At the start of the pandemic, my twenty-four-year-old nephew who had come home from Los Angeles to check on how my husband and I were doing (given our dangerous age bracket, he’d said) went out and bought two gallons of Arrowhead pure distilled water.
He is three months overdue for a haircut so that his hair looks like a black mop as he stands with his hands on his hips, and when he smiles, he looks almost radiant. I turn sparkling eyes on him, beaming a Tom Cruise worthy smile at his thoughtfulness. Inwardly, I cringe. My American nephew is used to purified water from a water filter pitcher. I’ve grown up with water bursting from a rusty tap in a kitchen with twenty-year-old appliances, the pictures of Guru Nanak and Pandit Nehru hanging on the wall, the remains of a cockroach that was pounded on the head still to be cleared from the gaping drain hole.
“That’s why you’re so susceptible to cavities, “ explained my dentist kindly. “There was no fluoride added to the water where you grew up.” He was about forty years of age, short and stout with a florid complexion and a bald head, but when he told me he’d take care of me, I felt my insides melt.
I experienced the same sense of ecstasy I did when I rolled down the window of my Camry and breathed in all the strange, thrilling scents of this new country: fresh-cut grass, petrol fumes, a cloud of masculine cologne in an elevator.
My mind travels to the first time I returned from the corner market in Oakland Hills where we lived —carrying in my bag a small packet of rice, and a container of yogurt and a few pieces of fruit, along with a bar of soap and a small bottle of shampoo—that the country was so empty. In walking the two blocks to the store, I had seen a few cars drive past, and a plane overhead, and heard a distant honk, but there hadn’t been a single person on the streets. Not one. Where were they? Did anyone even live here I wondered? Did they all go to another city to work or to school or to shop?

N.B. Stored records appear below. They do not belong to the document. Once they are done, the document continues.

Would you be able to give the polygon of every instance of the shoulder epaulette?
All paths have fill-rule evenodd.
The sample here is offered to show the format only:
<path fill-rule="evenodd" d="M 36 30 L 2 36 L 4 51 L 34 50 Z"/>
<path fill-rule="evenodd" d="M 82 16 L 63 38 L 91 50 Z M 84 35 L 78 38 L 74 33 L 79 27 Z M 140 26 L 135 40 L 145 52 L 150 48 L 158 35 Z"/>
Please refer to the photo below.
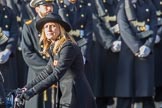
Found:
<path fill-rule="evenodd" d="M 25 24 L 26 24 L 26 25 L 29 25 L 29 24 L 32 23 L 32 21 L 33 21 L 33 20 L 27 20 L 27 21 L 25 22 Z"/>

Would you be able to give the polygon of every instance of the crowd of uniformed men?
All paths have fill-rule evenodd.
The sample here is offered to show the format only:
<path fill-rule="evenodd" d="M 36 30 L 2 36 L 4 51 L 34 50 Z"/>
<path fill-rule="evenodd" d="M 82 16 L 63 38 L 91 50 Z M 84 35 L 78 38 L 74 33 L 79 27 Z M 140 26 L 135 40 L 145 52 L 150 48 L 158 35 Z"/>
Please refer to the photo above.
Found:
<path fill-rule="evenodd" d="M 23 87 L 45 67 L 35 23 L 55 12 L 72 28 L 98 108 L 162 108 L 162 0 L 0 2 L 0 94 Z M 56 88 L 26 108 L 54 108 Z"/>

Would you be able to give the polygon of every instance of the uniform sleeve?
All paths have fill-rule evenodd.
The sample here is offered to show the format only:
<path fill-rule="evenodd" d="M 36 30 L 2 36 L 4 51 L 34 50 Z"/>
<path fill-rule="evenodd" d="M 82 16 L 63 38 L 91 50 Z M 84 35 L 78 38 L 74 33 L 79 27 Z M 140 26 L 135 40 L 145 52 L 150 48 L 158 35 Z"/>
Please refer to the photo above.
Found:
<path fill-rule="evenodd" d="M 52 70 L 52 59 L 50 58 L 45 69 L 34 80 L 32 80 L 30 83 L 28 83 L 24 87 L 27 88 L 27 89 L 32 88 L 33 86 L 35 86 L 40 81 L 46 79 L 52 72 L 53 72 L 53 70 Z"/>
<path fill-rule="evenodd" d="M 18 23 L 17 23 L 17 20 L 16 20 L 16 15 L 14 14 L 14 12 L 8 8 L 8 11 L 9 11 L 9 17 L 10 17 L 10 36 L 9 36 L 9 39 L 7 41 L 7 45 L 6 45 L 6 48 L 9 49 L 11 52 L 14 52 L 16 51 L 16 48 L 17 48 L 17 39 L 18 39 L 18 36 L 20 35 L 19 34 L 19 31 L 18 31 Z"/>
<path fill-rule="evenodd" d="M 138 52 L 139 47 L 142 45 L 141 41 L 136 37 L 136 34 L 131 29 L 129 22 L 126 18 L 124 11 L 124 5 L 121 4 L 121 7 L 117 13 L 117 22 L 119 24 L 120 33 L 123 41 L 130 48 L 130 50 L 135 54 Z"/>
<path fill-rule="evenodd" d="M 152 4 L 152 2 L 149 2 L 149 7 L 150 7 L 150 29 L 153 30 L 153 35 L 150 38 L 148 38 L 148 40 L 145 42 L 145 45 L 152 49 L 157 34 L 157 16 L 155 6 Z"/>
<path fill-rule="evenodd" d="M 93 29 L 95 32 L 96 40 L 105 48 L 109 49 L 115 40 L 115 36 L 110 32 L 109 29 L 101 22 L 99 17 L 93 15 Z"/>
<path fill-rule="evenodd" d="M 85 10 L 87 14 L 87 18 L 84 19 L 86 21 L 85 24 L 85 37 L 90 38 L 92 40 L 92 32 L 93 32 L 93 20 L 92 20 L 92 11 L 89 6 L 86 6 Z"/>
<path fill-rule="evenodd" d="M 34 48 L 36 45 L 36 39 L 32 39 L 32 35 L 36 31 L 30 31 L 31 28 L 28 27 L 29 25 L 24 24 L 23 31 L 22 31 L 22 55 L 27 63 L 27 65 L 35 70 L 36 72 L 39 72 L 38 70 L 42 70 L 44 68 L 44 65 L 46 65 L 47 61 L 42 59 L 42 56 L 40 53 Z"/>
<path fill-rule="evenodd" d="M 65 45 L 60 51 L 59 60 L 57 66 L 53 68 L 53 72 L 48 75 L 45 79 L 41 78 L 39 83 L 37 83 L 32 89 L 34 89 L 35 93 L 39 93 L 51 85 L 55 84 L 62 76 L 66 73 L 66 71 L 71 67 L 77 52 L 71 45 Z M 39 75 L 40 76 L 40 75 Z M 38 77 L 39 77 L 38 76 Z M 34 82 L 35 80 L 33 80 Z"/>

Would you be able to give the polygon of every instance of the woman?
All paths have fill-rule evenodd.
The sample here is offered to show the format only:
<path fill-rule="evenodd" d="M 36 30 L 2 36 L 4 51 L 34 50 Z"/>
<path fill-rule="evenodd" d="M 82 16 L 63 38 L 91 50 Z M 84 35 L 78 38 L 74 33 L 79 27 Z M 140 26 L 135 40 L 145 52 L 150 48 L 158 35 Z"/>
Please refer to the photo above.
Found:
<path fill-rule="evenodd" d="M 68 35 L 70 26 L 57 14 L 48 14 L 36 23 L 41 32 L 43 54 L 50 56 L 46 68 L 25 85 L 21 99 L 29 100 L 35 94 L 58 84 L 57 108 L 95 108 L 95 100 L 83 73 L 80 48 Z M 23 90 L 24 90 L 23 88 Z"/>
<path fill-rule="evenodd" d="M 150 0 L 121 0 L 117 22 L 121 33 L 117 108 L 155 108 L 154 40 L 157 20 Z"/>

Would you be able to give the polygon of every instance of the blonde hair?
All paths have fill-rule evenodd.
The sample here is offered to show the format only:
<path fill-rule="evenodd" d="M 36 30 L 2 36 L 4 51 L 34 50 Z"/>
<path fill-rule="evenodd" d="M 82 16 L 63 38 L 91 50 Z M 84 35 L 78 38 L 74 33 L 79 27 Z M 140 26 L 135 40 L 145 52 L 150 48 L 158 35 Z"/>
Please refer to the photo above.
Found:
<path fill-rule="evenodd" d="M 60 24 L 59 24 L 59 28 L 60 28 L 60 35 L 57 37 L 56 39 L 57 42 L 54 43 L 54 47 L 52 49 L 54 55 L 58 54 L 58 52 L 60 51 L 60 49 L 62 48 L 63 44 L 66 41 L 70 40 L 72 43 L 76 44 L 76 41 L 73 39 L 73 37 L 70 36 Z M 48 40 L 46 38 L 44 28 L 42 29 L 40 43 L 43 44 L 42 54 L 45 55 L 46 57 L 49 57 L 48 50 L 50 48 L 50 45 L 53 43 L 52 40 Z"/>

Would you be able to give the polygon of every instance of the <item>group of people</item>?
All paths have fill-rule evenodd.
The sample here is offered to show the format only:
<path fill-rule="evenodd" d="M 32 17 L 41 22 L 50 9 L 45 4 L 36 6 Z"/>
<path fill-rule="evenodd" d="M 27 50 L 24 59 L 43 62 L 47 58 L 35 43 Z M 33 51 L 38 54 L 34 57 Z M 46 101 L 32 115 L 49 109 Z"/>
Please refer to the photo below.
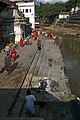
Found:
<path fill-rule="evenodd" d="M 32 45 L 32 40 L 37 40 L 37 32 L 32 32 L 31 35 L 27 35 L 25 39 L 20 39 L 20 46 L 23 47 L 24 45 Z"/>
<path fill-rule="evenodd" d="M 47 31 L 47 32 L 44 32 L 44 35 L 45 35 L 45 37 L 53 39 L 54 46 L 57 46 L 59 44 L 59 37 L 56 33 L 50 33 Z"/>
<path fill-rule="evenodd" d="M 24 45 L 32 45 L 32 40 L 37 41 L 38 50 L 41 50 L 40 34 L 37 31 L 32 32 L 32 34 L 28 35 L 25 39 L 21 38 L 19 44 L 21 47 L 24 47 Z M 4 68 L 8 73 L 11 73 L 11 63 L 16 59 L 16 49 L 15 47 L 11 48 L 7 43 L 3 51 L 5 53 Z"/>
<path fill-rule="evenodd" d="M 32 40 L 37 40 L 38 50 L 41 50 L 41 40 L 40 40 L 40 32 L 32 32 L 31 35 L 28 35 L 25 39 L 20 39 L 20 46 L 24 47 L 24 45 L 32 45 Z"/>
<path fill-rule="evenodd" d="M 15 61 L 17 52 L 14 47 L 11 49 L 8 43 L 4 48 L 4 52 L 5 52 L 4 68 L 8 73 L 11 73 L 11 62 Z"/>
<path fill-rule="evenodd" d="M 30 35 L 28 35 L 25 39 L 20 39 L 20 46 L 24 47 L 24 45 L 32 45 L 32 38 Z"/>

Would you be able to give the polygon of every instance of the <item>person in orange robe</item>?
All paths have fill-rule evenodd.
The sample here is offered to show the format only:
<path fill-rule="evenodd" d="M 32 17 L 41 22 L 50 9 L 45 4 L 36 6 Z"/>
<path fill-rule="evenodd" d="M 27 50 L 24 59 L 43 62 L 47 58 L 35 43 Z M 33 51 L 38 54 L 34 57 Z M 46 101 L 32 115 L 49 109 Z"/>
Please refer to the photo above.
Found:
<path fill-rule="evenodd" d="M 24 46 L 24 40 L 23 40 L 23 38 L 20 39 L 20 46 L 21 46 L 21 47 Z"/>
<path fill-rule="evenodd" d="M 11 59 L 12 59 L 13 62 L 15 61 L 15 58 L 16 58 L 16 50 L 13 48 L 11 50 Z"/>
<path fill-rule="evenodd" d="M 35 32 L 33 35 L 33 39 L 36 40 L 37 39 L 37 33 Z"/>

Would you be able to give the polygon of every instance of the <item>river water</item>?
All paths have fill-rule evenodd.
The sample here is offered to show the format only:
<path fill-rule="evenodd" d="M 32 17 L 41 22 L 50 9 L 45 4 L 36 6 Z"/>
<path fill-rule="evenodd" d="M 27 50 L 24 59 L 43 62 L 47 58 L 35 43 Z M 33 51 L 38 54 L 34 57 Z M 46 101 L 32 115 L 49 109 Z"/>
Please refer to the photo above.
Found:
<path fill-rule="evenodd" d="M 69 78 L 71 92 L 80 97 L 80 42 L 76 41 L 74 46 L 73 38 L 72 41 L 69 39 L 64 40 L 60 49 L 65 62 L 65 75 Z"/>

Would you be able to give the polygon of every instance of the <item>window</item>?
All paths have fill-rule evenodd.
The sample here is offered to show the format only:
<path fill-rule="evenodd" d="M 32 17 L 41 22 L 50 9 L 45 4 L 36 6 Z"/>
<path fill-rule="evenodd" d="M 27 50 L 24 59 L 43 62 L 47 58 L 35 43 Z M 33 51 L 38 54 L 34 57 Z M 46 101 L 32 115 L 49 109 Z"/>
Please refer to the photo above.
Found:
<path fill-rule="evenodd" d="M 23 12 L 24 12 L 24 9 L 23 9 Z"/>
<path fill-rule="evenodd" d="M 28 13 L 28 9 L 26 9 L 26 13 Z"/>
<path fill-rule="evenodd" d="M 30 9 L 30 12 L 31 12 L 31 9 Z"/>

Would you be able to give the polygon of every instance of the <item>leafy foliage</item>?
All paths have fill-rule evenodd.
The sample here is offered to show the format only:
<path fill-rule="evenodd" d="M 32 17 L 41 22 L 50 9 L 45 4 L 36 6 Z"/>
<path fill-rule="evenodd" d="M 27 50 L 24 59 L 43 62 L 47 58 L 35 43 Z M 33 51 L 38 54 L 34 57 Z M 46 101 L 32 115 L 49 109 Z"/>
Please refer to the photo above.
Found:
<path fill-rule="evenodd" d="M 54 21 L 55 17 L 58 16 L 59 12 L 66 11 L 63 3 L 56 4 L 41 4 L 36 6 L 36 16 L 40 18 L 47 18 L 50 21 Z"/>
<path fill-rule="evenodd" d="M 36 16 L 47 19 L 50 23 L 58 18 L 60 12 L 69 12 L 72 7 L 80 5 L 80 0 L 69 0 L 66 3 L 43 4 L 36 5 Z"/>
<path fill-rule="evenodd" d="M 69 0 L 65 3 L 67 11 L 70 11 L 71 8 L 75 8 L 76 6 L 80 7 L 80 0 Z"/>

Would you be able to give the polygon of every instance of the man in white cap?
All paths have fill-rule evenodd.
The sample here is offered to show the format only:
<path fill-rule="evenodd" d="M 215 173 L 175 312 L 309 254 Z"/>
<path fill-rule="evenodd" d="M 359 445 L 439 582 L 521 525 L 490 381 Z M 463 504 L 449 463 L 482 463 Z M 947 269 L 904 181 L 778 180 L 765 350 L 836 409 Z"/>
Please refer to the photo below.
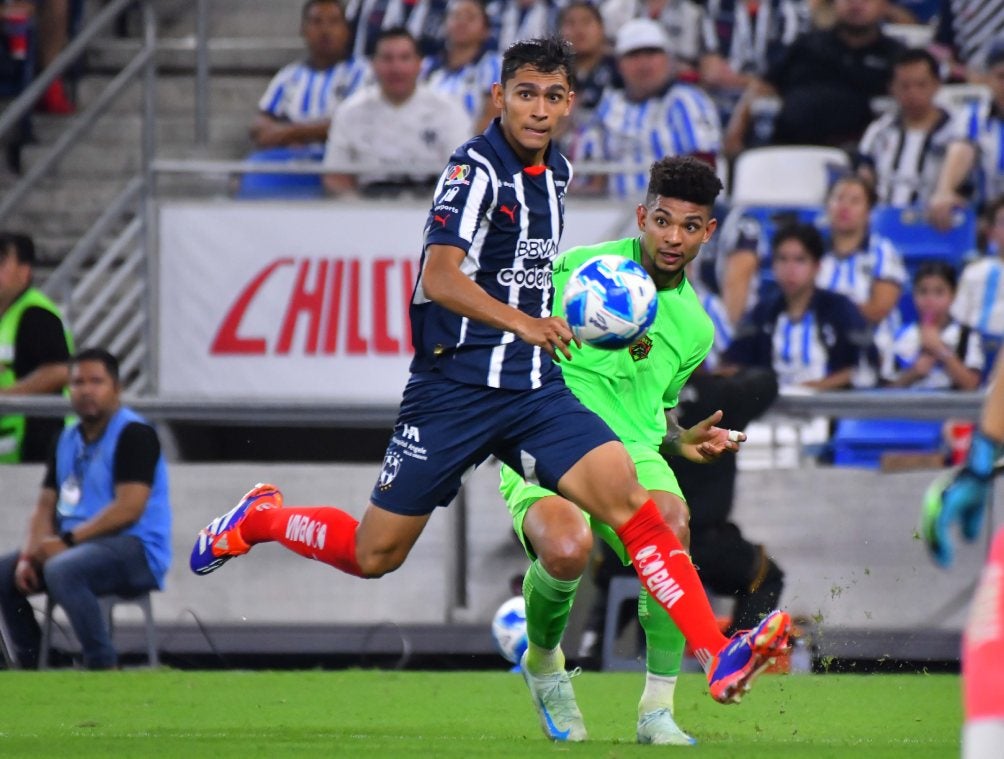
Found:
<path fill-rule="evenodd" d="M 663 27 L 650 19 L 628 21 L 617 33 L 614 53 L 624 86 L 604 92 L 593 122 L 578 135 L 573 157 L 632 168 L 607 183 L 594 178 L 589 188 L 638 199 L 649 167 L 661 158 L 693 155 L 714 166 L 722 142 L 718 113 L 703 90 L 675 79 Z"/>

It frightened me a little, the quiet, the emptiness, the loneliness of the streets, and sidewalks, and the houses standing so abandoned, built for people who never passed or never stayed.
Now, after thirty years of residing in the vast living spaces of America what frightens me is the swirling currents of brown-skinned humanity of my country of origin. Old Delhi’s’ narrow streets swarming with people, cows, bullocks, carts, and ancient buildings which co-exist with New Delhi’s’ gleaming skyscrapers teeming with apartment towers like fists raised triumphantly towards the Gods, shopping malls as far as the eye can see, and endless traffic. And people, more people, more people!
As soon as I step foot on Indira Gandhi International Airport and the smell of Delhi—curry, the stench from an open sewer, old grease, and burning cow dung assails my nostrils, I want to turn back, tap the United Air flight attendant on the shoulder and say, “Take me back home please.”